La designazione del terzo non realizza neppure un'attribuzione dell'indennizzo a titolo di legato (10). Infatti, lo scopo dello stipulante è quello di garantire la soddisfazione di un bisogno futuro mediante il pagamento di somme (i.e. i premi) che, di per sé, non sarebbero o potrebbero non essere sufficienti alla soddisfazione di quel bisogno (11). La disciplina codicistica delineata per le assicurazioni sulla vita ha quindi una finalità marcatamente previdenziale, cui l'ordinamento riconosce particolari garanzie (12). Va precisato, comunque, che lo scopo previdenziale non implica necessariamente che il pagamento da parte del contraente a favore del beneficiario sia un atto di liberalità. Può trattarsi, infatti, anche di un atto con cui un debitore, designando beneficiario della polizza vita il suo creditore, garantisce del pagamento del proprio debito anche in caso di morte (13).
Non tutti i contratti stipulati da una compagnia di assicurazione sono sottoposti alla disciplina in esame. Diversamente dai contratti di assicurazione sulla vita, al contratto di capitalizzazione, nel quale come noto fa difetto completamente l'elemento di trasferimento di un rischio attinente alla vita umana, non sono applicabili gli articoli 1920 e 1921 del c.c., il cui ambito oggettivo è dunque riferito ai soli contratti stipulati da una compagnia assicurazione con i quali la prestazione dedotta dipende da un evento attinente alla vita umana (14). Da tale considerazione deriva che nel contratto di capitalizzazione la disciplina della revoca del beneficio da parte degli eredi dello stipulante deve essere desunta da quella del contratto a favore di terzi (art. 1411 c.c.), con il risultato che il terzo acquista il diritto sin dal momento della stipulazione del contratto a suo favore e con il limite che la revoca del beneficio è possibile solo finché non intervenga l'accettazione del terzo (art. 1411, comma 2º, c.c.).
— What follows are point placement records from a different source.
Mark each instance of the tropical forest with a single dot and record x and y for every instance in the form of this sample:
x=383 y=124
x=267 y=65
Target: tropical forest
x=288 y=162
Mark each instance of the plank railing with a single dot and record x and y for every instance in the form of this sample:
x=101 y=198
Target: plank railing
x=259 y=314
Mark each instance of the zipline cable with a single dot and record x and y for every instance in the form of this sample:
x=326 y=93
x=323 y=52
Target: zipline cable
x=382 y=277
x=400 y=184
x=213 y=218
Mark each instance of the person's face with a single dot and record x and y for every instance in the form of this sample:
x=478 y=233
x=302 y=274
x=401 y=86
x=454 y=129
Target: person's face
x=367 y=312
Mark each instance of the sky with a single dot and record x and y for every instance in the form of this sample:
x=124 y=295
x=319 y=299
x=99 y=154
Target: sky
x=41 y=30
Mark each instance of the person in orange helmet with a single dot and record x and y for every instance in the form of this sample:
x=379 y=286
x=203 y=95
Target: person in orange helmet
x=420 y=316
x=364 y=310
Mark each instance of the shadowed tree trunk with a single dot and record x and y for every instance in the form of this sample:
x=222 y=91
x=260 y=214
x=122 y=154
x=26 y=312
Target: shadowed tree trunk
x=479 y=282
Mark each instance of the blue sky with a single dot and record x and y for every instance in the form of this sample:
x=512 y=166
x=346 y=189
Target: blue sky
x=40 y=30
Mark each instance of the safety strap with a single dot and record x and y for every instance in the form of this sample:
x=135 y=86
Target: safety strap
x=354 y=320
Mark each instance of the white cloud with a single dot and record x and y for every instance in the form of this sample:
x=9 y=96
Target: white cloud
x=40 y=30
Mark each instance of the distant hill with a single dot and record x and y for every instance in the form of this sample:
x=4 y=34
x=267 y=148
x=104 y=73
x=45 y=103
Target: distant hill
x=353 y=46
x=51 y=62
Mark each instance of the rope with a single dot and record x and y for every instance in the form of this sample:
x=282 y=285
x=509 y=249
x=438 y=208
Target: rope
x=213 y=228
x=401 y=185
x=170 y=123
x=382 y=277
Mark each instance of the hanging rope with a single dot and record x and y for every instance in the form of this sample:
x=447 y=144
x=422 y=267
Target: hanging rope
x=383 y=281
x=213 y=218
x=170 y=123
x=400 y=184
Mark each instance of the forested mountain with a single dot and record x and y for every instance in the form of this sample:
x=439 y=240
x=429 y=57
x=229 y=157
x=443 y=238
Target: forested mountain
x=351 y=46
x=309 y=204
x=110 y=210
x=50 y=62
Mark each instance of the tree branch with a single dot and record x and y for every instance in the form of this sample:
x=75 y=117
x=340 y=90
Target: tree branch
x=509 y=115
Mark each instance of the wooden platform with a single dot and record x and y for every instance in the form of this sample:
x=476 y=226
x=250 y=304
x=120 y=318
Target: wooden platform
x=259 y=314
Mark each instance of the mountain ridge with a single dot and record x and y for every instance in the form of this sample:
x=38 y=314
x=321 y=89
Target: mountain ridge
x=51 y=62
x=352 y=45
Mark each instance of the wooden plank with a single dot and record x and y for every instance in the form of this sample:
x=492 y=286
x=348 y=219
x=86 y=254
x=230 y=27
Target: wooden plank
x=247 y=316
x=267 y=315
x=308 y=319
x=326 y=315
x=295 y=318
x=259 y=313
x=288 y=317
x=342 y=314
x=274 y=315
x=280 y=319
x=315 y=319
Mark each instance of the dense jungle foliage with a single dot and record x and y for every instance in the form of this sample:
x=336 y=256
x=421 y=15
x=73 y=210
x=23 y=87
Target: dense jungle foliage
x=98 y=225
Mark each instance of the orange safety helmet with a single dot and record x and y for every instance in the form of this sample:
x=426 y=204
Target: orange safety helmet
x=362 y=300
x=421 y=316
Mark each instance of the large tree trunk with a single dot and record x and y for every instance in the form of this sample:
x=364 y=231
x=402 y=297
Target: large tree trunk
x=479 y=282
Infine, va considerato che a differenza dell'art. 1921, comma 1º, c.c., laddove vieta agli eredi la revoca del beneficio, l'art. 1411, c.c., non contiene alcuna previsione diretta in ordine alla trasmissibilità del potere di revoca o di modifica della stipulazione, aprendo così all'interrogativo circa la trasmissibilità ereditaria del potere di revoca, modifica e riscatto (15).
4. L'art. 1920, comma 2º, c.c., stabilisce che la designazione del beneficiario può essere fatta nel contratto di assicurazione, o con successiva dichiarazione scritta comunicata all'assicuratore, o per testamento; essa è efficace anche se il beneficiario è determinato solo genericamente. La designazione è considerata dalla maggior parte della dottrina un atto non recettizio, che non richiede l'adesione da parte dell'assicuratore (16).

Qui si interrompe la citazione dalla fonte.